Tickets are available here.

Opening this week:

‘Hansel and Gretel’ by The Dallas Opera. (Courtesy photo)

The Elevator Project: In the Conservatory with a Knife by Bombshell Dance Project, today-Saturday at the Wyly Theatre.

Second Thought Theatre: One Flea Spare, today-Nov. 12.

Circle Theatre: Kodachrome, today-Nov. 19.

TITAS/DANCE UNBOUND: Nrityagram, Friday and Saturday at Moody Performance Hall.

Dallas Symphony Orchestra: Harry Potter and the Chamber of Secrets in Concert, Friday-Sunday at the Meyerson. 

Fort Worth Symphony Orchestra: A Trip to St. Petersburg: Glinka, Glazunov, and Tchaikovsky, Friday-Sunday at Bass Hall.

The Dallas Opera: Hansel and Gretel, Friday-Nov. 5, pictured.

Theatre Arlington: Club Cabaret featuring Creepy Cabaret, 7:30 p.m. Saturday.

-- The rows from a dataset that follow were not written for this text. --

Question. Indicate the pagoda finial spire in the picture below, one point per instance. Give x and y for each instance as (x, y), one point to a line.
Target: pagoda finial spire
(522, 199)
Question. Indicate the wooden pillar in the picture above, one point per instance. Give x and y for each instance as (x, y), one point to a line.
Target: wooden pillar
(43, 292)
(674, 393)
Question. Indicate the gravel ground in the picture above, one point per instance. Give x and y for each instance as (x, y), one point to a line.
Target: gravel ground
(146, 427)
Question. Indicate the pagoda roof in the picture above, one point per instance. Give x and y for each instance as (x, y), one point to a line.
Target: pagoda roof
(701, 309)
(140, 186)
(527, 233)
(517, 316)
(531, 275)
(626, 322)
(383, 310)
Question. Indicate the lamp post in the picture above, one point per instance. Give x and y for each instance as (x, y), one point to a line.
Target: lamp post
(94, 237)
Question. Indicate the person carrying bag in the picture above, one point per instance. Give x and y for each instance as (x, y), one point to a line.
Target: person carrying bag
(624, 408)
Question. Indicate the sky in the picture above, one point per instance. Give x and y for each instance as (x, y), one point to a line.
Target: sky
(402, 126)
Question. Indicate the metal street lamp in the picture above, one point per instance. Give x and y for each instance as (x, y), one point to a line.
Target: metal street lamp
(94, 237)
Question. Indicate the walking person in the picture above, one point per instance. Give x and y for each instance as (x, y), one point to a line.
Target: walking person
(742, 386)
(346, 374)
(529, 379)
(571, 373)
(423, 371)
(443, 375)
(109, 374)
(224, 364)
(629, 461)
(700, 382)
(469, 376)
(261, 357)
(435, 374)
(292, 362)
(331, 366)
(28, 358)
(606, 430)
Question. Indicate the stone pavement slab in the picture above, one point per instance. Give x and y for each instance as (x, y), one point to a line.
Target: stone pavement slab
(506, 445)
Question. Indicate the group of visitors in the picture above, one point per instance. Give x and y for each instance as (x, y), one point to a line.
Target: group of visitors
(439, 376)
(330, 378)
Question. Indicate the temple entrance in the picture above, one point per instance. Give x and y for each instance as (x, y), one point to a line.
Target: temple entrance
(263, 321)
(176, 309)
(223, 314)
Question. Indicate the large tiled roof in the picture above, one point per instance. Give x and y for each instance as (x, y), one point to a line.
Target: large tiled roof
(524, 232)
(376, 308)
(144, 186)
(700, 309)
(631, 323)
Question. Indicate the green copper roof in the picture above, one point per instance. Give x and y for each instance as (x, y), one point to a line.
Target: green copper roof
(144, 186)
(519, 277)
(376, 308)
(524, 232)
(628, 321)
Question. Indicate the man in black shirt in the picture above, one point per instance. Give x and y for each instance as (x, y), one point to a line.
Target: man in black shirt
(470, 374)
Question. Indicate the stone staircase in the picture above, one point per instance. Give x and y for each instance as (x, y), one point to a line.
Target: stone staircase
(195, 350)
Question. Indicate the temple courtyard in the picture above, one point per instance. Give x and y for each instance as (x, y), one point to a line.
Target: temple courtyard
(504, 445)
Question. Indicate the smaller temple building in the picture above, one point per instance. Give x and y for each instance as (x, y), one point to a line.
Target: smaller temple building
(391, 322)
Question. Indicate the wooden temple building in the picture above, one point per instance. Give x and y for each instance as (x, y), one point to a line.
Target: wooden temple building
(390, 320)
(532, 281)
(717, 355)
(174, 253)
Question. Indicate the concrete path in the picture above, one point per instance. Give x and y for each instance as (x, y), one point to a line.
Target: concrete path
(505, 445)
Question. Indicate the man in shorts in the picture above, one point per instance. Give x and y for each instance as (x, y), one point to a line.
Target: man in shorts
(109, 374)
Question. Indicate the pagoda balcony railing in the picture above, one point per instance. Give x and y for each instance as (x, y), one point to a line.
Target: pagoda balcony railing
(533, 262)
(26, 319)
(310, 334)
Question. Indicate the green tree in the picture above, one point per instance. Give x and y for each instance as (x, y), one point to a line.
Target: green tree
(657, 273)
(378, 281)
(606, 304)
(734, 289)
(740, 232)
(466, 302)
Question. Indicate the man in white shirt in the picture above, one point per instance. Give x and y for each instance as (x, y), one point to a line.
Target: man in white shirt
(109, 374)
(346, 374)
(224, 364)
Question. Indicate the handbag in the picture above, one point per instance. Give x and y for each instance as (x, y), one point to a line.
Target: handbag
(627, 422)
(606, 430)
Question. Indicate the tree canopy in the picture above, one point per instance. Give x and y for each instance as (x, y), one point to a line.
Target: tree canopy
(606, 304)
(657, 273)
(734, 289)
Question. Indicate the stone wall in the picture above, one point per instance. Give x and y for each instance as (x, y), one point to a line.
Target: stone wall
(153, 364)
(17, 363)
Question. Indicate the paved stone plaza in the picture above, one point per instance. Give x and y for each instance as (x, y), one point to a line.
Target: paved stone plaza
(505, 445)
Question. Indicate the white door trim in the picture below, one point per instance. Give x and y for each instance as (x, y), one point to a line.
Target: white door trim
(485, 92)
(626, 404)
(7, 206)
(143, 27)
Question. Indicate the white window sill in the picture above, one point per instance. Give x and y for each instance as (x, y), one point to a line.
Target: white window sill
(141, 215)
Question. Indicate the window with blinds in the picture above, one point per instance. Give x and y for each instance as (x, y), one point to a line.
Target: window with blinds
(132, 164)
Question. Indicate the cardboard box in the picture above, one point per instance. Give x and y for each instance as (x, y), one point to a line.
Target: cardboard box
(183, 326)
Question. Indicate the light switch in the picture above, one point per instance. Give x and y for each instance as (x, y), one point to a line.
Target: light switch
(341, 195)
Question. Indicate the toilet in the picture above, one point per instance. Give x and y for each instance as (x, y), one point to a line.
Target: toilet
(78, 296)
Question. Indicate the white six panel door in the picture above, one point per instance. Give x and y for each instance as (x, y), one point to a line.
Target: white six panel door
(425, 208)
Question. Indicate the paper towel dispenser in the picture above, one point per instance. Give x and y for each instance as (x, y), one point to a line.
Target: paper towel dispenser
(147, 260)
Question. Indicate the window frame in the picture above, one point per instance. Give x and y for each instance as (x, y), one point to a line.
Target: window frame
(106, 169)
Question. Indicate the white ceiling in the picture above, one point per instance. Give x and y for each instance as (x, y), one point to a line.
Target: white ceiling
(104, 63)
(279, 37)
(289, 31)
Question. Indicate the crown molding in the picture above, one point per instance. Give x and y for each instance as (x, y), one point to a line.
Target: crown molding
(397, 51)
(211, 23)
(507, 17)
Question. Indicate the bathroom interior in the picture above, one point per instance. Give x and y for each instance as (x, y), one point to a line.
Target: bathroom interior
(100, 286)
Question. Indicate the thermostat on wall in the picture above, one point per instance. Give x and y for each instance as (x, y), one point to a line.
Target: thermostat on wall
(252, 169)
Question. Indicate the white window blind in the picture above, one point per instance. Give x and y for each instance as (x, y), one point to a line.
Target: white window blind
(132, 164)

The Dallas Opera: TDO Family Series: The Billy Goats Gruff, 2 p.m. Saturday. 

6 o’Clock Dance Theatre: Memories in Motion, Sunday

Broadway Dallas: My Fair Lady, Tuesday-Nov. 13 at the Music Hall at Fair Park

Sammons Jazz: Swing is Now in Session, 7 p.m. Wednesday at the Sammons Center

Onstage now:

Rover Dramawerks: Stone Cold Murder, through Saturday at the Cox Playhouse.

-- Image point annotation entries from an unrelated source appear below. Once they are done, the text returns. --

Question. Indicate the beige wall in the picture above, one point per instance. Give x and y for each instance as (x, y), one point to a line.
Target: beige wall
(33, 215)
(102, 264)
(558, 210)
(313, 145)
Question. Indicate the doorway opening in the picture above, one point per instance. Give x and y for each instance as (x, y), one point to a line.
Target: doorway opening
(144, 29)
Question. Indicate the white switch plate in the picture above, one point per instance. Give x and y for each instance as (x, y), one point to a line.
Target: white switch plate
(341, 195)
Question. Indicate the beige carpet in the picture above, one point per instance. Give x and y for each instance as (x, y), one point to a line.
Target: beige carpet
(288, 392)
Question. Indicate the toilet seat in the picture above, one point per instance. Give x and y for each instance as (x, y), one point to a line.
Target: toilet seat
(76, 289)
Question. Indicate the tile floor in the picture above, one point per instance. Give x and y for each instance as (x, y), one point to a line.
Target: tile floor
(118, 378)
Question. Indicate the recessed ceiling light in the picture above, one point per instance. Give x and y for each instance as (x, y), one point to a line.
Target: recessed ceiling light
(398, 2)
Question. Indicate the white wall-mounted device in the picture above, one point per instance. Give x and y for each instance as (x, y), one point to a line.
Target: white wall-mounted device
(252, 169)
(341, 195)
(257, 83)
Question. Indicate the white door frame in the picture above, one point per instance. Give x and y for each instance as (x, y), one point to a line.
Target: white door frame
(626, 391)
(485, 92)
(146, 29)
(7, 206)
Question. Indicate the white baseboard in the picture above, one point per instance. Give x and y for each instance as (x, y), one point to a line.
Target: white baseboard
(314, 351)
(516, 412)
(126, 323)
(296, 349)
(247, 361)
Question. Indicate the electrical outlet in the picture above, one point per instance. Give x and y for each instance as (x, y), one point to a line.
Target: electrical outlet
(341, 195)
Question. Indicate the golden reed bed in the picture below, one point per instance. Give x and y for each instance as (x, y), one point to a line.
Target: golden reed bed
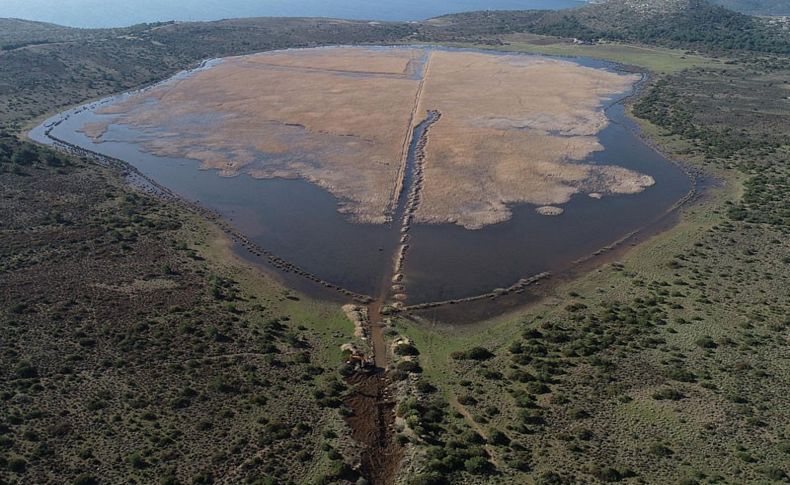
(513, 129)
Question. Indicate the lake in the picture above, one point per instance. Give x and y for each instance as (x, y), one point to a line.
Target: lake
(300, 222)
(120, 13)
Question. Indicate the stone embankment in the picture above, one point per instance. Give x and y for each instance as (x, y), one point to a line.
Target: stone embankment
(152, 186)
(410, 206)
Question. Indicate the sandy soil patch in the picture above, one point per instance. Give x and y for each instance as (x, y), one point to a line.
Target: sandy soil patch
(549, 210)
(513, 129)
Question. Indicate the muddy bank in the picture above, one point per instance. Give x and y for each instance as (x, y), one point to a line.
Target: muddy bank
(151, 186)
(372, 424)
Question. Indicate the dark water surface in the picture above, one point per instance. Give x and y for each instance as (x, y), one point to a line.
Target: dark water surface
(299, 221)
(121, 13)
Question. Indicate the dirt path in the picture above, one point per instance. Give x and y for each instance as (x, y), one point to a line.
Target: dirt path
(479, 429)
(373, 426)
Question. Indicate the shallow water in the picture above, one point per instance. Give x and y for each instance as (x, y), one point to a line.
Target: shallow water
(299, 221)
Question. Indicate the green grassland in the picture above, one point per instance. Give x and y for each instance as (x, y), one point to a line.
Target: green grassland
(665, 366)
(137, 347)
(656, 59)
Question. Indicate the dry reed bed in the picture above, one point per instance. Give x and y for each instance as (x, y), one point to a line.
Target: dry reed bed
(514, 129)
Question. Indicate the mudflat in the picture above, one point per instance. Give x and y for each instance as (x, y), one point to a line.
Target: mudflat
(513, 129)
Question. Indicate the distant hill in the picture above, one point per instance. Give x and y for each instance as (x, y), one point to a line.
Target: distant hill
(757, 7)
(676, 23)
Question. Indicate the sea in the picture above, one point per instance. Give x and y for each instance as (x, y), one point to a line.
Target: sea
(121, 13)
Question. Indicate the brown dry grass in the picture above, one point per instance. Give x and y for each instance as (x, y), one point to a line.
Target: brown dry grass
(510, 129)
(343, 132)
(348, 59)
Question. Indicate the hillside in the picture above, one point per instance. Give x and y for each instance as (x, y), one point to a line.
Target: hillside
(674, 23)
(757, 7)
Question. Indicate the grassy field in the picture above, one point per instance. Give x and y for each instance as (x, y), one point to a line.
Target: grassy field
(129, 327)
(656, 59)
(662, 367)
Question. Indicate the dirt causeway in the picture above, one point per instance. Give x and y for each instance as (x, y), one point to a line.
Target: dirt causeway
(513, 129)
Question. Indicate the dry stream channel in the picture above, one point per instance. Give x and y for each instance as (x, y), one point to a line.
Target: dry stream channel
(402, 262)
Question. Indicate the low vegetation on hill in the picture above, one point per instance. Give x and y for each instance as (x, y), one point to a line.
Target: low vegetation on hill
(673, 23)
(135, 348)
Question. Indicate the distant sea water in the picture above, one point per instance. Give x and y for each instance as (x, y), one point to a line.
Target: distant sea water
(120, 13)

Art Centre Theatre:The Rocky Horror Show, through Sunday.

Dallas Theater Center: Trouble in Mind, through Sunday at the Kalita Humphreys.

Hip Pocket Theatre: The Legend of Sleepy Hollow, through Sunday.

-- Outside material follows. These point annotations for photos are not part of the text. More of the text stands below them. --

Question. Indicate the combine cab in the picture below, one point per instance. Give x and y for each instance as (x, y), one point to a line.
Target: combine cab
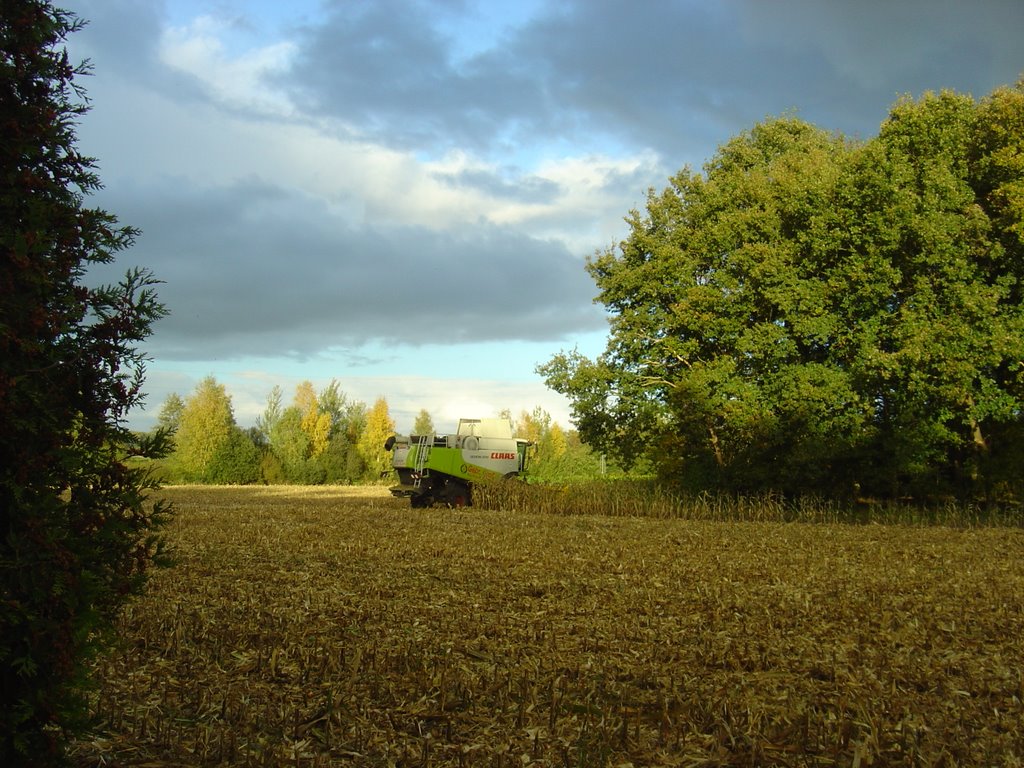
(442, 469)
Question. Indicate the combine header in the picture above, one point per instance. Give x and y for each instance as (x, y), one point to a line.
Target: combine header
(442, 469)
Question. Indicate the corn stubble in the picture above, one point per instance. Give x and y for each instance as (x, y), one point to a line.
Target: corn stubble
(334, 627)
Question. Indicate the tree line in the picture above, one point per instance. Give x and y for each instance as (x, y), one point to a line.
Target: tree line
(325, 437)
(816, 314)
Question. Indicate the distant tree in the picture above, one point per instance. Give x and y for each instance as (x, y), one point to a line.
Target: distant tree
(424, 424)
(237, 461)
(170, 413)
(379, 427)
(333, 402)
(315, 423)
(812, 314)
(76, 529)
(291, 444)
(205, 430)
(271, 414)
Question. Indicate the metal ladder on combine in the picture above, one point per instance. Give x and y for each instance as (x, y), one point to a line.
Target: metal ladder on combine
(422, 454)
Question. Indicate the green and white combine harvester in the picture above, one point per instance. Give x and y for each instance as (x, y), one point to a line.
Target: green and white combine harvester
(443, 469)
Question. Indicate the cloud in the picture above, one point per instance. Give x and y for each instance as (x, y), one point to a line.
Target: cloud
(330, 180)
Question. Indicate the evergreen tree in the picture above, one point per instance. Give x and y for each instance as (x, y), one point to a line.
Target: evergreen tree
(76, 530)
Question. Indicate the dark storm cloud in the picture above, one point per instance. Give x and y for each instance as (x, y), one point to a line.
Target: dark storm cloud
(672, 76)
(256, 266)
(258, 270)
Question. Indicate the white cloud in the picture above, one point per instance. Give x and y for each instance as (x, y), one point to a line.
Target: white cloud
(243, 81)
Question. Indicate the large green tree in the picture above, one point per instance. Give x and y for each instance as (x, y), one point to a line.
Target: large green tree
(815, 314)
(76, 531)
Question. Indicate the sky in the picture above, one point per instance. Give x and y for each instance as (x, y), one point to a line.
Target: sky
(401, 196)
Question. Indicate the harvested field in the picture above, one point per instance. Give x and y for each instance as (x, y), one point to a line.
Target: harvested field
(336, 627)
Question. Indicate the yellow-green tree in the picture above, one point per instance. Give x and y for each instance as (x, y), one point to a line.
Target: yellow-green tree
(204, 429)
(424, 424)
(315, 422)
(379, 427)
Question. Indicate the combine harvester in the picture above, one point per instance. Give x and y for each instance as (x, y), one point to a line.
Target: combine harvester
(443, 469)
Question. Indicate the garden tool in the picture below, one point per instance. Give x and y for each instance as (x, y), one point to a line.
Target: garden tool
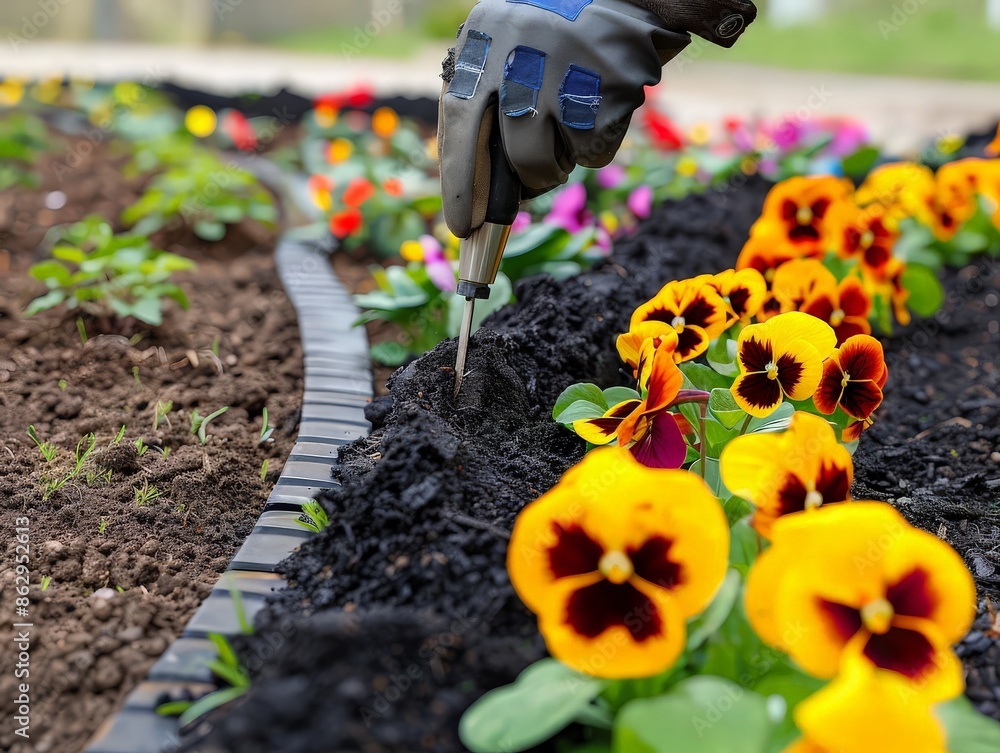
(480, 254)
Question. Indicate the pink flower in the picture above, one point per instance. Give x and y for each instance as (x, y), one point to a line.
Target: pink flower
(611, 176)
(521, 223)
(439, 269)
(569, 209)
(640, 202)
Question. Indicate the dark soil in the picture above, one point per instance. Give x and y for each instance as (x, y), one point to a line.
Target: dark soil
(419, 528)
(126, 578)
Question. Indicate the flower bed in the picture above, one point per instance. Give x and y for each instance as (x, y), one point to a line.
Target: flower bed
(404, 601)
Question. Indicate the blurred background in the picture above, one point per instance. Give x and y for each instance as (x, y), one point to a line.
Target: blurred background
(957, 39)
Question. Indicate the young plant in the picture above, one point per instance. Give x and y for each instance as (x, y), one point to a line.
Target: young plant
(313, 517)
(199, 424)
(145, 494)
(103, 274)
(48, 450)
(202, 193)
(266, 430)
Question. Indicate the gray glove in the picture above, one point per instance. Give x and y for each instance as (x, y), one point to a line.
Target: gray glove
(562, 78)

Jubilee Theatre: Plenty of Time, through Sunday.

MBS Productions: Theatre of Death, through Sunday at the Addison Conference and Theatre Center.

North Texas Performing Arts: Heathers, through Sunday.

Repertory Company Theatre: Young Frankenstein, through Sunday.

Stolen Shakespeare Guild: The Producers, through Sunday at Arts Fort Worth.

Upright Theatre: Wait Until Dark, through Sunday.

Pegasus Theatre: Hate Mail, through Nov. 5.

Art Centre Theatre: Evil Dead the Musical, through Nov. 6.

Garland Civic Theatre: Sleuth, through Nov. 6 at the Granville Arts Center.

Lyric Stage:The Rocky Horror Showthrough Sunday at the Majestic.

Artisan Center Theatre: Little Shop of Horrors, through Nov. 5.

Bishop Arts Theatre: Fairview, in partnership with Undermain Theatre, through Nov. 6.

Stage West: Guards at the Taj, through Nov. 20.